David Wang from SBA research introduced the audience to the 4Cproject. He reported on an evaluation to assess current digital curation cost and benefit models and to identify the needs of the stakeholders, which was performed within the context of a coordination action by the Collaboration to Clarify the Costs of Curation (4C). Gaps between the evaluated models were found and recommendations were presented on how to overcome them.
A list of List of the models evaluated can be found here.
Sven Schlarb (ONB) gave an overview of the different application scenarios at the Austrian National Library. Related to the Web Archiving area he presented digital object processing workflows to determine the characteristics of files stored as web archive container files. And related to the Austrian Books Online project he explained how different outcomes of the SCAPE project can be used to support quality assurance in the context of large digitisation projects.
Krešimir Đuretec (ifs) presented the Planning and Watch sub project of the SCAPE project. He covered tools for collection profiling, monitoring and planning and explained how these tools can be integrated with and organisation’s digital repositories to help with preservation policies.
Ruben Riestra from INMARK, an APARSEN partner, took the approach of “Answering Key Questions” in digital preservation, such as “Who should preserve?”, “What should be preserved?”, “When should preservation start?”, “How to preserve?”, “How much will it cost?” and “Who should pay?”. He pointed out that there is a market for digital preservation in terms of services. The APARSEN Virtual Centre of Excellence that is taking shape at the moment will stand between the supply and the demand sector of digital preservation.
Participants were additionally invited to visit the Globe Museum, which is part of the Austrian National Library and situated in Palais Mollard as well. It is the only one of its kind worldwide.
The presentation slides are available here.
APARSEN – Alliance Permanent Access to the Records of Science in Europe Network – is a Network of Excellence that brings together an extremely diverse set of practitioner organisations and researchers in order to bring coherence, cohesion and continuity to research into barriers to the long-term accessibility and usability of digital information and data, exploiting our diversity by building a long-lived Virtual Centre of Digital Preservation Excellence. The objective of this project may be simply stated, namely to look across the excellent work in digital preservation which is carried out in Europe and to try to bring it together under a common vision.

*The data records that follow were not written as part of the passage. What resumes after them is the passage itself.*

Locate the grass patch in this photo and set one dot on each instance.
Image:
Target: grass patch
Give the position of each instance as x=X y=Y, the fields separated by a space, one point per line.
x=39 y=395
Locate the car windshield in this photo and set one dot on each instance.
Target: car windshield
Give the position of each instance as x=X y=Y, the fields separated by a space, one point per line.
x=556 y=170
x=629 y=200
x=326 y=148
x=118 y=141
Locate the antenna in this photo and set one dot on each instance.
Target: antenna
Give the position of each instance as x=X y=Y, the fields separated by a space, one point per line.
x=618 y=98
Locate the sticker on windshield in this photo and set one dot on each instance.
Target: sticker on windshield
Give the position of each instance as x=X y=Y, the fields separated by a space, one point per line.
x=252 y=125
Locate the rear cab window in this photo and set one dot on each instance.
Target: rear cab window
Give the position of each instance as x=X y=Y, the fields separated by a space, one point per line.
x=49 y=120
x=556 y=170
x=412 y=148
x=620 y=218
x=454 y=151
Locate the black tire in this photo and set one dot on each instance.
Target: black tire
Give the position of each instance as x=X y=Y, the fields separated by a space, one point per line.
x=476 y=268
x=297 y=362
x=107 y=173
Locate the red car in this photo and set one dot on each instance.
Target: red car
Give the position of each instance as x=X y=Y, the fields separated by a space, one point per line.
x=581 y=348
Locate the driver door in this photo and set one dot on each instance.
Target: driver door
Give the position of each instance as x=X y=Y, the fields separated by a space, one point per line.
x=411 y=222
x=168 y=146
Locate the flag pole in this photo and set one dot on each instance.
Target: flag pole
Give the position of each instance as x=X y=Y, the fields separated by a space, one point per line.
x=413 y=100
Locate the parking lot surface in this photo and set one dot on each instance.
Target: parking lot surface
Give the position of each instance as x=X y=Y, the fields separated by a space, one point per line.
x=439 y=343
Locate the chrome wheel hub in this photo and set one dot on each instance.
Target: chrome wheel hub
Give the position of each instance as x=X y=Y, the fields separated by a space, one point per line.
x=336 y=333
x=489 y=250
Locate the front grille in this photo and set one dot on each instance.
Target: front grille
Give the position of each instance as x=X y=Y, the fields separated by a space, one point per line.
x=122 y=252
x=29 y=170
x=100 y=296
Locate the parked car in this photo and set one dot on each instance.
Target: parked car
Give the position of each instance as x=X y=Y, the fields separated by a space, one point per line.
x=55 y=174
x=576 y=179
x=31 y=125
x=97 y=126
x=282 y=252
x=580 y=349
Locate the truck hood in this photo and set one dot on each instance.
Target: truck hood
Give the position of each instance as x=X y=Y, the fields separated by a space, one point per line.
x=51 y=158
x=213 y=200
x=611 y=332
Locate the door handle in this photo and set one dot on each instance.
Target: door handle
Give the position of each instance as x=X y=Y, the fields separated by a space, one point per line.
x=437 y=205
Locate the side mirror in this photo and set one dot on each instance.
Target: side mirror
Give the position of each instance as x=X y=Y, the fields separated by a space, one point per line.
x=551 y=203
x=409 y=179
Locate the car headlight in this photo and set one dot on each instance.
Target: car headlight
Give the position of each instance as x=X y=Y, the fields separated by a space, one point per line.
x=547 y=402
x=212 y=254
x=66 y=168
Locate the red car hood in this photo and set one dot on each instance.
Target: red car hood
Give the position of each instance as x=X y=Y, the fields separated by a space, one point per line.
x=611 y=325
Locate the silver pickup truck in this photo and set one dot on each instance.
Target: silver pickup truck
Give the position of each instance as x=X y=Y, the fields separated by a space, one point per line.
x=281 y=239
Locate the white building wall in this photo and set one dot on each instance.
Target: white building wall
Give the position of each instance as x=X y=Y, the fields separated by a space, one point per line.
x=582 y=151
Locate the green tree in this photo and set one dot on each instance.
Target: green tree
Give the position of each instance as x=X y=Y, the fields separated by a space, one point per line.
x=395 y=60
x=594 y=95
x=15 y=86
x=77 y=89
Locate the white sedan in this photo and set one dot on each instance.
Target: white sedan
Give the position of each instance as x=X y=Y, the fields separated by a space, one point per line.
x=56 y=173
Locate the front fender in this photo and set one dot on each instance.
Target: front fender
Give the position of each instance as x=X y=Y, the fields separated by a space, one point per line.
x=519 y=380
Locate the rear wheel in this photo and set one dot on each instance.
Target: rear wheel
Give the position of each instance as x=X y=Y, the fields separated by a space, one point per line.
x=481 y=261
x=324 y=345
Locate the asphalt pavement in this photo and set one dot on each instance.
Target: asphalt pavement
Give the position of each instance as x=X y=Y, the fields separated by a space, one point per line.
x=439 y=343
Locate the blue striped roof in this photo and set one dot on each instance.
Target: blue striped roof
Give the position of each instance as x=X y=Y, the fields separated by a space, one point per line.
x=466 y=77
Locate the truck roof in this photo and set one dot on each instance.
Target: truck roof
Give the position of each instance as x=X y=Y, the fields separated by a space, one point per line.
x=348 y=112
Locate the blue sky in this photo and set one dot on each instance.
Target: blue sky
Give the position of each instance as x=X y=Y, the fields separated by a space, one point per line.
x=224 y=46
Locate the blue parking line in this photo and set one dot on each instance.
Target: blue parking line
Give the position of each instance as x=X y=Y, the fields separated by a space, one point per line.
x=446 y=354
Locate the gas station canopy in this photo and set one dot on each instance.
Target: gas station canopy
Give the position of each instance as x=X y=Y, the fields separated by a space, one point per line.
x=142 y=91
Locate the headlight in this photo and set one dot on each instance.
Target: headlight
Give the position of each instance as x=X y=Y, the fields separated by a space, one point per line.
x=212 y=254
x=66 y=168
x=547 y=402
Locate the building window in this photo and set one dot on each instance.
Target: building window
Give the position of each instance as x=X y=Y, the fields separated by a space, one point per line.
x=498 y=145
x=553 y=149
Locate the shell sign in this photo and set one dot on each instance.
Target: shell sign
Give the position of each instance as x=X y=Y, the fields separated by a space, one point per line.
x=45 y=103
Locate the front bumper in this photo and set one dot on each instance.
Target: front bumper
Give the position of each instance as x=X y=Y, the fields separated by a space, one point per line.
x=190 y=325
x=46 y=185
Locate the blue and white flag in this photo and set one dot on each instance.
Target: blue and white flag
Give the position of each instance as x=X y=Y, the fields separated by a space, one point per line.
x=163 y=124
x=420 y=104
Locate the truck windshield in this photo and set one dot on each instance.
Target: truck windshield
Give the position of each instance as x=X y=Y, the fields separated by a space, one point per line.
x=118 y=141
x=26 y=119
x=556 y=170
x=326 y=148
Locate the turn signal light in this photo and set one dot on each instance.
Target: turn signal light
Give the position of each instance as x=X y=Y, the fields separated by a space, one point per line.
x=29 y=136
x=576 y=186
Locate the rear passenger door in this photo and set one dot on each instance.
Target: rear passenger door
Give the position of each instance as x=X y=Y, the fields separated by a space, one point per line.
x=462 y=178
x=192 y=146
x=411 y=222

SCAPE – Scalable Preservation Environments – develops scalable services for planning and execution of institutional preservation strategies on an open source platform that orchestrates semi-automated workflows for large-scale, heterogeneous collections of complex digital objects. SCAPE enhances the state of the art of digital preservation in three ways: by developing infrastructure and tools for scalable preservation actions; by providing a framework for automated, quality-assured preservation workflows and by integrating these components with a policy-based preservation planning and watch system. These concrete project results are being validated within three large-scale Testbeds from diverse application areas.